What does it mean when you say, “I’m Sorry”?
Saying “I’m sorry” is an act of apology. It’s telling someone you feel badly for hurting them in some way--for saying or doing something offensive –for breaking–pushing–being mean– or not understanding how another feels.Sometimes it’s on purpose–sometimes accidental.
That said when appropriate, we WANT our children to sincerely feel sorry and apologize. We WANT them to take responsibility and ownership for their actions. In the real world this doesn’t always happen.
“Say You’re Sorry!”
Often without thinking an adult will say, “Say you’re sorry!” What if the child is NOT sorry? He/she is still too angry, doesn’t want to get into trouble, or is feeling defensive. Making a child say they’re sorry, when they are not, doesn’t help the injured party feel any better nor does it teach the offending child a positive life lesson.
How to Teach Children
Do we want our child to grow up to be a person who says, “Well, I SAID I was sorry!” Making children say they are sorry only to satisfy an adult, or to not get into trouble, can create the habit of avoiding taking responsibility for actions. So then, what can we do?
1. Investigate. Find out what happened and what happened before that.
2. If an apology and restitution is indicated–and the child does not sincerely apologize on their own–WE should say we are sorry.
Example: Tommy, I am so sorry that Bill tore your picture. I can see it took a long time to make it. The child with the hurt feelings and the torn picture hears words of empathy-he knows that someone understands how he feels. The offending child has the benefit of good role modeling. He has heard words of empathy.
3. Next, have the hurt child tell the other child how he feels.
Example: "I feel bad that you tore my picture. It took me a long time to draw and color it." If Bill says something such as–“I’m sorry I ruined it; it was wrong for me to do that”… you’re on your way to a good conflict resolution!

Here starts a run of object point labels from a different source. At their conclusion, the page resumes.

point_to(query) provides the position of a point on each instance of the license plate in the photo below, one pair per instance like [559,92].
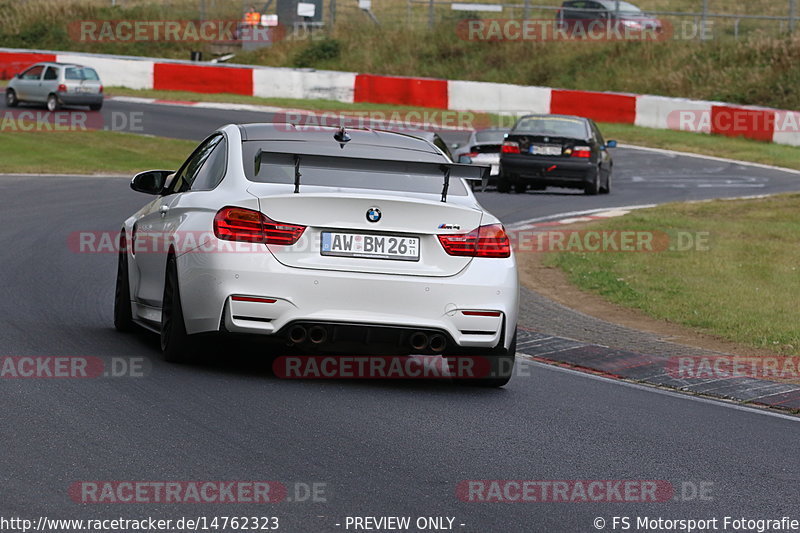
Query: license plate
[545,149]
[370,246]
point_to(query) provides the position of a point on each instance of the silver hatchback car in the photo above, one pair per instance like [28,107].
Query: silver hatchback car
[56,85]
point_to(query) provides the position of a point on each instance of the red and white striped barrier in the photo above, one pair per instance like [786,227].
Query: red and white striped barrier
[764,124]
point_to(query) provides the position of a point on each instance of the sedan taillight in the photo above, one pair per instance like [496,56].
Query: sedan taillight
[485,241]
[510,147]
[246,225]
[582,151]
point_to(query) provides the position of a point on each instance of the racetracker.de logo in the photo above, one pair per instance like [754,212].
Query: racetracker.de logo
[559,30]
[564,491]
[381,367]
[173,492]
[174,31]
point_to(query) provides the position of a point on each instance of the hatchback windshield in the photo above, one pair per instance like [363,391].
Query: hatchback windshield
[81,73]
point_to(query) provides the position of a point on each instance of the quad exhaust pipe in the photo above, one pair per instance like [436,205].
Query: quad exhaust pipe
[420,341]
[297,334]
[437,343]
[317,334]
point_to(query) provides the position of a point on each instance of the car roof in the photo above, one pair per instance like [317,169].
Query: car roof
[545,115]
[364,142]
[57,64]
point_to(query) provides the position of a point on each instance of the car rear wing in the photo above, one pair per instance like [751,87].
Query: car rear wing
[436,170]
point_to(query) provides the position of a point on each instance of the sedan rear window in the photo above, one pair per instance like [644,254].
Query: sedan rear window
[490,136]
[349,173]
[553,126]
[81,74]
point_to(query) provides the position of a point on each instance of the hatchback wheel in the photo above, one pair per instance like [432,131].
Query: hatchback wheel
[11,98]
[52,103]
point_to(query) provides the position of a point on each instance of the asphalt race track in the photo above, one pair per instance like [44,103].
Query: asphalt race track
[381,448]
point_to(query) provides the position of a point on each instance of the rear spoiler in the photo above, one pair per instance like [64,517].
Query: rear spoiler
[446,170]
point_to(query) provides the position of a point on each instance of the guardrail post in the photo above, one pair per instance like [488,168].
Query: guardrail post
[703,20]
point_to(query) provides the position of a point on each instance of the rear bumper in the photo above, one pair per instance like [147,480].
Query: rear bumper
[209,281]
[548,171]
[80,99]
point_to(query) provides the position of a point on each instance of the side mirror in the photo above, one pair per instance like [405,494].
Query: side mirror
[151,181]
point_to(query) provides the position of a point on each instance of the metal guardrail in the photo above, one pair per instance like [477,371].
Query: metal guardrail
[733,24]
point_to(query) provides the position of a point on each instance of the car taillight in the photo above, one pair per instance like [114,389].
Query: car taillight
[582,151]
[485,241]
[240,224]
[510,147]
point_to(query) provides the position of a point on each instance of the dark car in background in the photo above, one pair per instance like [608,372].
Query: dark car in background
[556,151]
[581,15]
[483,148]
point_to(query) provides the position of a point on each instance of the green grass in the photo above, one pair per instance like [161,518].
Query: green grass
[741,288]
[88,152]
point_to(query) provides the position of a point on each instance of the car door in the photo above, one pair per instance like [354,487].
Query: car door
[604,156]
[158,226]
[28,83]
[48,85]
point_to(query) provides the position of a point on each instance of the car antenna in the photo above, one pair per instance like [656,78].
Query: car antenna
[342,136]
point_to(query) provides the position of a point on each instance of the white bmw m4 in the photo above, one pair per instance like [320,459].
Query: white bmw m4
[328,239]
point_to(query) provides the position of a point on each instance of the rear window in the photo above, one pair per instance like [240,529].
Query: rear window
[553,126]
[81,73]
[493,137]
[347,173]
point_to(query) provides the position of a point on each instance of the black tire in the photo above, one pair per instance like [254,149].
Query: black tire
[11,98]
[503,184]
[53,104]
[123,318]
[176,345]
[607,188]
[502,367]
[593,187]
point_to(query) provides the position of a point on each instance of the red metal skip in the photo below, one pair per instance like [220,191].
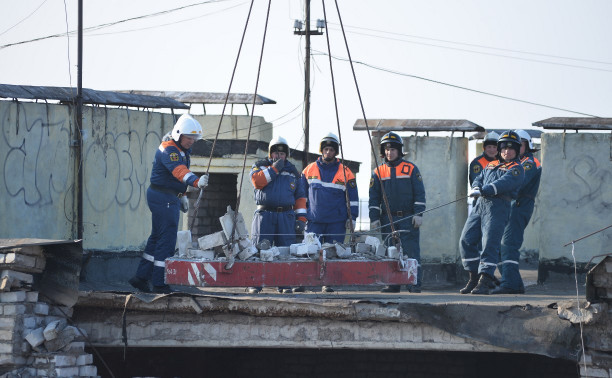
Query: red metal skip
[290,273]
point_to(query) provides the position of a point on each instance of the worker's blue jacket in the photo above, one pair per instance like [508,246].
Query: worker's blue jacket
[404,188]
[325,186]
[171,168]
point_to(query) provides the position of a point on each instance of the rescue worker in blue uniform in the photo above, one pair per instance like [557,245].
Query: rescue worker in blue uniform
[327,183]
[520,214]
[405,192]
[170,178]
[489,153]
[280,199]
[496,187]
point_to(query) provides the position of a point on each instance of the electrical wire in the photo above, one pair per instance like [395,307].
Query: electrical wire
[456,86]
[497,55]
[25,18]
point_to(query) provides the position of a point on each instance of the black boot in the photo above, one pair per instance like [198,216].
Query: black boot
[471,283]
[485,284]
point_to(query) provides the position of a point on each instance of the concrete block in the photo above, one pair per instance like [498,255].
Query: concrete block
[269,254]
[31,322]
[247,252]
[84,359]
[381,250]
[61,311]
[53,329]
[7,322]
[64,360]
[363,248]
[31,296]
[13,296]
[6,335]
[75,347]
[392,252]
[11,359]
[36,337]
[199,254]
[13,309]
[342,251]
[23,278]
[211,241]
[67,371]
[41,308]
[227,223]
[7,348]
[88,371]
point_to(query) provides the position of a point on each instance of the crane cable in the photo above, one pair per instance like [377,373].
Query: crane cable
[331,69]
[384,194]
[212,149]
[246,145]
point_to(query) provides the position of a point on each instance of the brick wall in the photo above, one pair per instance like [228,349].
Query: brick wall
[220,192]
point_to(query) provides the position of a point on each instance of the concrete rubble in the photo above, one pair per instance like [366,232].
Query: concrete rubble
[35,338]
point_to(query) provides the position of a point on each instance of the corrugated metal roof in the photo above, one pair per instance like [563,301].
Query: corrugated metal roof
[90,96]
[419,125]
[575,123]
[207,97]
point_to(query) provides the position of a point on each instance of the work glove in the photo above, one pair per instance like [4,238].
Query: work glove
[203,182]
[279,164]
[300,226]
[184,204]
[375,225]
[475,192]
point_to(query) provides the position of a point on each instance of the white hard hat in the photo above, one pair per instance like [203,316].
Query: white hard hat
[278,144]
[330,140]
[186,125]
[525,136]
[490,138]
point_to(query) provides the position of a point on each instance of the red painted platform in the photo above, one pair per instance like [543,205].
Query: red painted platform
[290,273]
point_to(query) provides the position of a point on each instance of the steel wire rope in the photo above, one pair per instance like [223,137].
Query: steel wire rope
[457,86]
[384,194]
[212,149]
[246,145]
[331,71]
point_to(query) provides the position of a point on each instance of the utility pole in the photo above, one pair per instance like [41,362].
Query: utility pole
[297,30]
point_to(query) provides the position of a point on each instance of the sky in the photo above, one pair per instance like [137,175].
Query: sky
[413,59]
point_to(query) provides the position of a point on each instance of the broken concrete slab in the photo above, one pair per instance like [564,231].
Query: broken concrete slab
[227,222]
[211,241]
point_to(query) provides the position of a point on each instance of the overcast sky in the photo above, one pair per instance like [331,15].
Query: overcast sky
[554,53]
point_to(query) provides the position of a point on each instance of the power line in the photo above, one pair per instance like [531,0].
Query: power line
[457,86]
[486,53]
[477,45]
[25,18]
[109,24]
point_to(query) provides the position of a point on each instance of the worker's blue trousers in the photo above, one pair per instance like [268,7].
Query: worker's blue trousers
[328,232]
[277,227]
[485,223]
[520,213]
[409,238]
[162,242]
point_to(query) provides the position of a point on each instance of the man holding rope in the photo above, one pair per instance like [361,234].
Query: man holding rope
[405,191]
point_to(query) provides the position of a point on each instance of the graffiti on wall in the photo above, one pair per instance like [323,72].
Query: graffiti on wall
[35,152]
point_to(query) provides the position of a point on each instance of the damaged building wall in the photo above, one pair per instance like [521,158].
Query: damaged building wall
[37,173]
[575,195]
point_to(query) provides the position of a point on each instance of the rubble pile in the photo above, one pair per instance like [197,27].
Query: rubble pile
[35,338]
[218,246]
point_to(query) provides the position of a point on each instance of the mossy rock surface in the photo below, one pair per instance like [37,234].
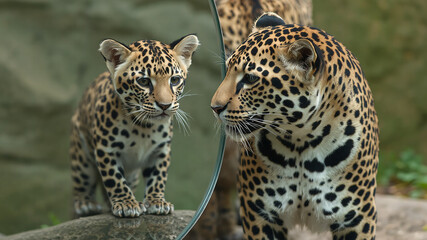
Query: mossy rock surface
[106,226]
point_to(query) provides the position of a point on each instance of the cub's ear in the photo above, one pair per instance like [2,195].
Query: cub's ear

4. Next ask Bill what he can do about it? Some ideas he may come up with or say are:
- I can help tape it.
- We can do another one together
- What can I can do to make it better?
The lesson here is for children to learn that some things are right and some are wrong. If wrong, we help children figure out what to do to fix it and/or what to do differently next time. The above are some responses for which we hope. If the aggressor takes ownership, responsibility, and discusses alternative behavior, nothing more is needed.
If you need to talk to the aggressive child–be sure to send the other child away (use privacy).
I'm Sorry But...
When a child misbehaves and is asked, “Why did you do that?” You may get a reason. When a reason is given–he/she may feel the behavior is validated. He/she may say—I’m sorry BUT which in essence is giving a reason that blames another and does not taking ownership nor responsibility for actions.
• He is saying, I’m sorry but he was bothering me.
• I’m sorry but he was humming loud.
• I’m sorry but he was looking at me funny.
When a child says, “I’m sorry BUT…” he is again not taking ownership but putting the blame on someone or something else. This isn’t an apology.
Let’s work together to have children take ownership of the issue and give them a good role model so they become productive members of the center and society.